If Templeton, the greedy, fat rat in ''Charlotte's Web,'' had been roaming the midways at the Trumbull County Fair, he would have been in a state of supreme jubilation similar to what he felt in his wanderings at the county fair in E.B. White's children's classic.
There's just so much food to be eaten - gyros, french fries, hoagies, pizza, chicken wings and the sweet stuff, too, candy and caramel covered apples, shaved ice, ice cream and, of course, elephant ears and funnel cakes covered in powered sugar goodness.
In fact, of the 400-plus vendors at the fair this year, a ''good majority'' are food-related, said Bud Rodgers, fair board director and concession committee member.
Tribune Chronicle photos / R. Michael Semple
Gabriela Trevino, 17, of Howland, Tuesday evening is crowned Miss Trumbull County Fair 2012 by last year’s queen Elaine Kelley.
They've been arranged along the main and new midways to give fair attendants variety among choices, and the vendors selling similar eats are given enough space, about 80 feet, said Rodgers, ''so they don't have a competitor close to them.''
Space is sold in 10-foot-long spots for $25 a foot, plus utility fees.
Food vendors are inspected by the county health department for cleanliness and to make sure they are meeting food standards; the fire department to make sure they meet the fire code; and by the fair board, to make sure they are running a a fit operation.
''You don't want to see a pitched tent, folding chair and gas grill out there,'' Rodgers said.
Rodgers said the vendors are monitored daily to make sure the vendors are selling what they advertise. In the past, he and Jan Solomon, another fair board director agreed, vendors seeing another making a killing on something other than what they sell, shaved ice for example, have tried to get in on that action by getting and putting that equipment in their trailer.

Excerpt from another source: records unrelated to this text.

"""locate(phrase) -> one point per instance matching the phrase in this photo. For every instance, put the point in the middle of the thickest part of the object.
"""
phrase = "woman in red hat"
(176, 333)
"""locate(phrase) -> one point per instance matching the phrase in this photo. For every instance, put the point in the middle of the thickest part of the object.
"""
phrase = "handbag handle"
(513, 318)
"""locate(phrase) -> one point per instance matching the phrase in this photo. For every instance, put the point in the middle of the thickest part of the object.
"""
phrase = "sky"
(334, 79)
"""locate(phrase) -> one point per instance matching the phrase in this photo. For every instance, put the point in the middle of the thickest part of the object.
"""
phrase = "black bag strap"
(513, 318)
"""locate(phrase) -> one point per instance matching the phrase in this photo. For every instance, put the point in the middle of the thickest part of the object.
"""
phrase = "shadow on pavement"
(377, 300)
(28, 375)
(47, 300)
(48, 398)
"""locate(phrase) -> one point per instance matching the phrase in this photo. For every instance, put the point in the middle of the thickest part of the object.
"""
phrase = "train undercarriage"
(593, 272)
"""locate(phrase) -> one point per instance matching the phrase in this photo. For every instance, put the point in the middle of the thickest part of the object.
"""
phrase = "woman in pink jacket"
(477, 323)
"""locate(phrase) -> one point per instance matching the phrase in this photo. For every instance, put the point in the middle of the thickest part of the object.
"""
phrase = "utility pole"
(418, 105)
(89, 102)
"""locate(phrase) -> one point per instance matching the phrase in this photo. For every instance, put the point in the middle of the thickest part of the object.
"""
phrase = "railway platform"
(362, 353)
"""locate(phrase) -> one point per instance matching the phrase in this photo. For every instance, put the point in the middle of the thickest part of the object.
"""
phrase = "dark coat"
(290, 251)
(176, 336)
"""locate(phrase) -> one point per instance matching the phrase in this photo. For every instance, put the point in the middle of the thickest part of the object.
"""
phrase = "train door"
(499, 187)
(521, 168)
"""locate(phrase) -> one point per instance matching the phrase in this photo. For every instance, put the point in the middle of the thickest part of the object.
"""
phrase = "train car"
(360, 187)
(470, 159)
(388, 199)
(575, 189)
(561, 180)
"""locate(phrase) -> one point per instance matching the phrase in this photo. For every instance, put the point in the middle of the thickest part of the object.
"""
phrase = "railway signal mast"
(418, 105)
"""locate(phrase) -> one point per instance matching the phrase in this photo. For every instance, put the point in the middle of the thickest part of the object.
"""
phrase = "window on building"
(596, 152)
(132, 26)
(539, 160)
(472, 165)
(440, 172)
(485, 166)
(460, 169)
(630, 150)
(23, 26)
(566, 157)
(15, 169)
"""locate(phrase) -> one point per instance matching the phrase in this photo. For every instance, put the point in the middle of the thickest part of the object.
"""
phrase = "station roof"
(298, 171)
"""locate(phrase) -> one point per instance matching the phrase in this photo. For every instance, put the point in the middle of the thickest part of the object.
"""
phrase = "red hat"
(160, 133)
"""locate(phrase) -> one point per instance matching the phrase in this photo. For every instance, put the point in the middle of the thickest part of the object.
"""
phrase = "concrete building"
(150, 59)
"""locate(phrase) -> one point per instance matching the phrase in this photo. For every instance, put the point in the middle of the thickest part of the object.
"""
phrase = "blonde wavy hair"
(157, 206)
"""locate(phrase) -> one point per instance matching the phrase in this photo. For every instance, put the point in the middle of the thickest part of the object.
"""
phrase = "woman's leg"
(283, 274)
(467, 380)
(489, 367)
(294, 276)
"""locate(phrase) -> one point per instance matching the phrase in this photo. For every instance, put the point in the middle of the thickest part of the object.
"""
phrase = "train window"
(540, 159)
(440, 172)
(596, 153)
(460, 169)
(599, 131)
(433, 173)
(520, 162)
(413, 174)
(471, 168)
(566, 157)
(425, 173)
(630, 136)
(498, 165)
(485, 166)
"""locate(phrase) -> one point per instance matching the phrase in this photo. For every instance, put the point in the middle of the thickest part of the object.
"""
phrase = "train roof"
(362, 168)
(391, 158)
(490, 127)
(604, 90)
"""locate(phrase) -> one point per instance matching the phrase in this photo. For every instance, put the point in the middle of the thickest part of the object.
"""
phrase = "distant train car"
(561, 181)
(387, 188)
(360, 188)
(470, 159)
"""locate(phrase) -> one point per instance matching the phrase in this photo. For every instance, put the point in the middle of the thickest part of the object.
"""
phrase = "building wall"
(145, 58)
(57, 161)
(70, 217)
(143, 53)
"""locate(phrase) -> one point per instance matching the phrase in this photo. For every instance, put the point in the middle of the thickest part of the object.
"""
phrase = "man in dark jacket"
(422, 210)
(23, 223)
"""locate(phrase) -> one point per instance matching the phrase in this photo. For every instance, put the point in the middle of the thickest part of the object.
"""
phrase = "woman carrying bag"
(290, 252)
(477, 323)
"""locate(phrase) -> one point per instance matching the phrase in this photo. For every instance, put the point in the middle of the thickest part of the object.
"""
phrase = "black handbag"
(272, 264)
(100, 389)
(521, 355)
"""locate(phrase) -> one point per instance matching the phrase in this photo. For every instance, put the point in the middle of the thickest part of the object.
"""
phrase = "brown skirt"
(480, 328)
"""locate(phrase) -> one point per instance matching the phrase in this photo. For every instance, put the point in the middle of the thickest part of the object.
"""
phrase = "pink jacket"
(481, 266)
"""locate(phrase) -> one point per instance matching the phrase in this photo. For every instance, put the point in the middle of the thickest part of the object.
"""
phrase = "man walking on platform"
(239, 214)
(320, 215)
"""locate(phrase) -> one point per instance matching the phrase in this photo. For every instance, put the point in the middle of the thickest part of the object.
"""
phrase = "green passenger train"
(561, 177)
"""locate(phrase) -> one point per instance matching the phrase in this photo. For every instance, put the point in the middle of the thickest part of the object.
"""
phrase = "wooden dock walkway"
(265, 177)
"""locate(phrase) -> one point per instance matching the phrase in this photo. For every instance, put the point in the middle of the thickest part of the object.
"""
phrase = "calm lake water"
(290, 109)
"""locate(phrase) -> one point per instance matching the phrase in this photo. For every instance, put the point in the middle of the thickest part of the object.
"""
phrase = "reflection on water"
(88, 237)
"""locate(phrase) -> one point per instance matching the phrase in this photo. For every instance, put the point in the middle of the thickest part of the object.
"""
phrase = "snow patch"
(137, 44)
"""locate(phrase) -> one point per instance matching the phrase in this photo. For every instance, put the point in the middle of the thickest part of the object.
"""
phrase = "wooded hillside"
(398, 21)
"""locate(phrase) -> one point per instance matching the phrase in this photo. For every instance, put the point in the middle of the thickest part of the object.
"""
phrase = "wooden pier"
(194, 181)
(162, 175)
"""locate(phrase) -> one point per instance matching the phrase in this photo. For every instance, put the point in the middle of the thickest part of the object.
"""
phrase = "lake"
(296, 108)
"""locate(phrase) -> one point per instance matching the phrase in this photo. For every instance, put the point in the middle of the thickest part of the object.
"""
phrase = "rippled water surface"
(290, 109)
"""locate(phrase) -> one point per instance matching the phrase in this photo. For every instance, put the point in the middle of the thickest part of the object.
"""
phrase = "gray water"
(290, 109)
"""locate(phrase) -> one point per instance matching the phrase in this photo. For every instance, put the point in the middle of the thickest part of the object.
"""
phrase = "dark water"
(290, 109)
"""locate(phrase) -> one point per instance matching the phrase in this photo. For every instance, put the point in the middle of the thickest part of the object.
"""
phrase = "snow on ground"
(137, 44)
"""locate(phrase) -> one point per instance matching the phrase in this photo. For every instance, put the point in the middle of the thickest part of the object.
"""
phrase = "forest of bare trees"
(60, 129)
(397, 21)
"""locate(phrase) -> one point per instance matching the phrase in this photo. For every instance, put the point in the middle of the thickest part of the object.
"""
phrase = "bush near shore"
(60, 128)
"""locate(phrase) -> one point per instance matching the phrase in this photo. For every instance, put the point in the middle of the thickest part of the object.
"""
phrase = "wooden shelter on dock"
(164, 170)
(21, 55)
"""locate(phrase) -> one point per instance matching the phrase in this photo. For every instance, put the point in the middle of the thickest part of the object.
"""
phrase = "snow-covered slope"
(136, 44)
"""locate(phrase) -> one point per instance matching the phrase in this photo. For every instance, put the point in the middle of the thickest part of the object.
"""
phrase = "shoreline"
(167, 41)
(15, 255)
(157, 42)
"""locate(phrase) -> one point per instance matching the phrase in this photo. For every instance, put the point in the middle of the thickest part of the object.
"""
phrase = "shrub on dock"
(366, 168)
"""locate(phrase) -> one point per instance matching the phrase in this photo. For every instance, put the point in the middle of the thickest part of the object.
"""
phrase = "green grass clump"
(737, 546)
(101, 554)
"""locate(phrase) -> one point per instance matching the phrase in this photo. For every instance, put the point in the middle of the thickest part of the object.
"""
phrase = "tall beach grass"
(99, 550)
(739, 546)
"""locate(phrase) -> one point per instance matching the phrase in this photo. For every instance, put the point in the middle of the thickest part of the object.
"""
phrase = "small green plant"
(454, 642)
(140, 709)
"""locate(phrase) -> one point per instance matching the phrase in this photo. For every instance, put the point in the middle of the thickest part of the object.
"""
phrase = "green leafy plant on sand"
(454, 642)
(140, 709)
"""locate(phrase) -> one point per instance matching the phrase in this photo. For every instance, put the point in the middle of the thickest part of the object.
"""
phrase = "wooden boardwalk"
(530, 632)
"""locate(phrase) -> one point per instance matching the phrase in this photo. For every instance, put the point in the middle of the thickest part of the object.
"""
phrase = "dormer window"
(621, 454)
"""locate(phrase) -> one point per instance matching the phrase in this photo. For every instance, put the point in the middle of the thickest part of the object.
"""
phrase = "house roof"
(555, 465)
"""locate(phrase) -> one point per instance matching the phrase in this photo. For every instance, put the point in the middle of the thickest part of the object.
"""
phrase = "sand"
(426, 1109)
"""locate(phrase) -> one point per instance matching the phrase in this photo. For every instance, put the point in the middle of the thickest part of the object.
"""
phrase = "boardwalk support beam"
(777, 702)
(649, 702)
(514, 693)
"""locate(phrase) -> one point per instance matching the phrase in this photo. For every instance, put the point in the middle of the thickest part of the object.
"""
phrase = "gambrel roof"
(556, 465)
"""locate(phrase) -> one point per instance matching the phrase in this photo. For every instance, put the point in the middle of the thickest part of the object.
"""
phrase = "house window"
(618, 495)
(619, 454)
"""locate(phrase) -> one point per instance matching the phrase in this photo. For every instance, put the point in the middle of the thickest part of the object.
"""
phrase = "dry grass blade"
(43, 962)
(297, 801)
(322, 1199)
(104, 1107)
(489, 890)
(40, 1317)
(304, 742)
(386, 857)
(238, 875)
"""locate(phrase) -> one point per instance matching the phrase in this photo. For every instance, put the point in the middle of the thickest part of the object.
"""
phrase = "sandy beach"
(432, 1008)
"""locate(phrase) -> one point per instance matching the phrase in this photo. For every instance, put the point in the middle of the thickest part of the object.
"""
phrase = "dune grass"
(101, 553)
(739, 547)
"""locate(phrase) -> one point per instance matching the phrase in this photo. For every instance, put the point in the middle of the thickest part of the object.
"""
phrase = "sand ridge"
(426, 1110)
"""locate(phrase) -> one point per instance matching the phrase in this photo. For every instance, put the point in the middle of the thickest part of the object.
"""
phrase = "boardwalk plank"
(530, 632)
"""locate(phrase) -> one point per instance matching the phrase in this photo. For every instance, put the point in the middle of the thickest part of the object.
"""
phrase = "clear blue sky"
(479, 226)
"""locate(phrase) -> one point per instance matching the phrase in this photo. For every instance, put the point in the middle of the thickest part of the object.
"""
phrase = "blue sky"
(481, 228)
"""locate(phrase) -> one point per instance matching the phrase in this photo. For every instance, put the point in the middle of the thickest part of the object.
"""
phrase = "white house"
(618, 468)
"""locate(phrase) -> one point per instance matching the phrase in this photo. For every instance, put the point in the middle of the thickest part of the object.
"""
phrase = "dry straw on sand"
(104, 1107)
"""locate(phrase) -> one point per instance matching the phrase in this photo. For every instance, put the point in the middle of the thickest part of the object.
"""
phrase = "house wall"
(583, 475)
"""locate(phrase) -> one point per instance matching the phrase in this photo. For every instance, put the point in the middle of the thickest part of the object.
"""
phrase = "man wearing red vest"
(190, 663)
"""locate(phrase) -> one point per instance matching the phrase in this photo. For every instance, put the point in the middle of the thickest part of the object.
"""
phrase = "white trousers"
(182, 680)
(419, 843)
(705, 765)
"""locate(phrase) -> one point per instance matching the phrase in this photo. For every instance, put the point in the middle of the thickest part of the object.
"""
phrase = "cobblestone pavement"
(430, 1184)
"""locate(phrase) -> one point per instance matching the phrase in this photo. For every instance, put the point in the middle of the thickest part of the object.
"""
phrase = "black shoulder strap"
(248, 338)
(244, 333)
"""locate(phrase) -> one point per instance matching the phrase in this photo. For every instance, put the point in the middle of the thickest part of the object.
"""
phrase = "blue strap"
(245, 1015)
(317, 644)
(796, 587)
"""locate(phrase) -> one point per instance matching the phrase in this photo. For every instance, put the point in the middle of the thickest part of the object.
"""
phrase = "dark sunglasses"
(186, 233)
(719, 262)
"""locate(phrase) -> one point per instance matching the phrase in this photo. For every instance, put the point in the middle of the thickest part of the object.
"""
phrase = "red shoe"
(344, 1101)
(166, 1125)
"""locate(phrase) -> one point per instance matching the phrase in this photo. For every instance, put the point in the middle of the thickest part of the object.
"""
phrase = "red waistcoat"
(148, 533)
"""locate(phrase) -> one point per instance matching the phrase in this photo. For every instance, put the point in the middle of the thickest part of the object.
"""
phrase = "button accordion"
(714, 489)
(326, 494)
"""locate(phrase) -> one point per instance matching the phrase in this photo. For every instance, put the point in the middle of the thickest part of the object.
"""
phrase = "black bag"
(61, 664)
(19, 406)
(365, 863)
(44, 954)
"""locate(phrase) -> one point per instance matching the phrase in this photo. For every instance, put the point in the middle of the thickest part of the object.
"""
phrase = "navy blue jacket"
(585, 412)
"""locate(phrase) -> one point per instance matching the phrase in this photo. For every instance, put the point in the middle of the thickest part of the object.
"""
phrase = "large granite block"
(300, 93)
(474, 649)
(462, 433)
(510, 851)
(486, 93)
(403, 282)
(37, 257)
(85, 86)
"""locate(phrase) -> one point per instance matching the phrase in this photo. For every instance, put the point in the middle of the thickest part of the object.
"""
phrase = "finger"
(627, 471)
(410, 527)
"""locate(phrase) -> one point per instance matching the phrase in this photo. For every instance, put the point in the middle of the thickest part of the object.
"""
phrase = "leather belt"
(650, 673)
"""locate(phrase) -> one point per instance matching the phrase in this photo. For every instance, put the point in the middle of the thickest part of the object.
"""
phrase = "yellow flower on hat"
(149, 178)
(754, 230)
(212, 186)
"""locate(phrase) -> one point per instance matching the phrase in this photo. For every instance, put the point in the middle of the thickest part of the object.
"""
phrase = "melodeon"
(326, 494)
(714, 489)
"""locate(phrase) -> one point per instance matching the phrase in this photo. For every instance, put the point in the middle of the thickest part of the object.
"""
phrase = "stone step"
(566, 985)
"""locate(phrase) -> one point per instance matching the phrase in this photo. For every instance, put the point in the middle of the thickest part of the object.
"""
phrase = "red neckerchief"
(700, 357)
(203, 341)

There also have been grumbles among vendors selling the same food for less, but for the most part, they all seem to co-exist peacefully.
''For as many of them that are out there, we get very few complaints,'' Rodgers said.
Jim Molnar, owner/president of Molnar's Concessions in Austintown, has three trailers at the fair, selling lemon shakes, cinnamon rolls, funnel cakes, and steak and sausage sandwiches and fries.
His business depends on Mother Nature and that day's schedule of events.
''It varies, it depends on the weather, the day, what type of show is here,'' said Molnar, whose company has been selling fairgoers food in Trumbull County for about 30 years.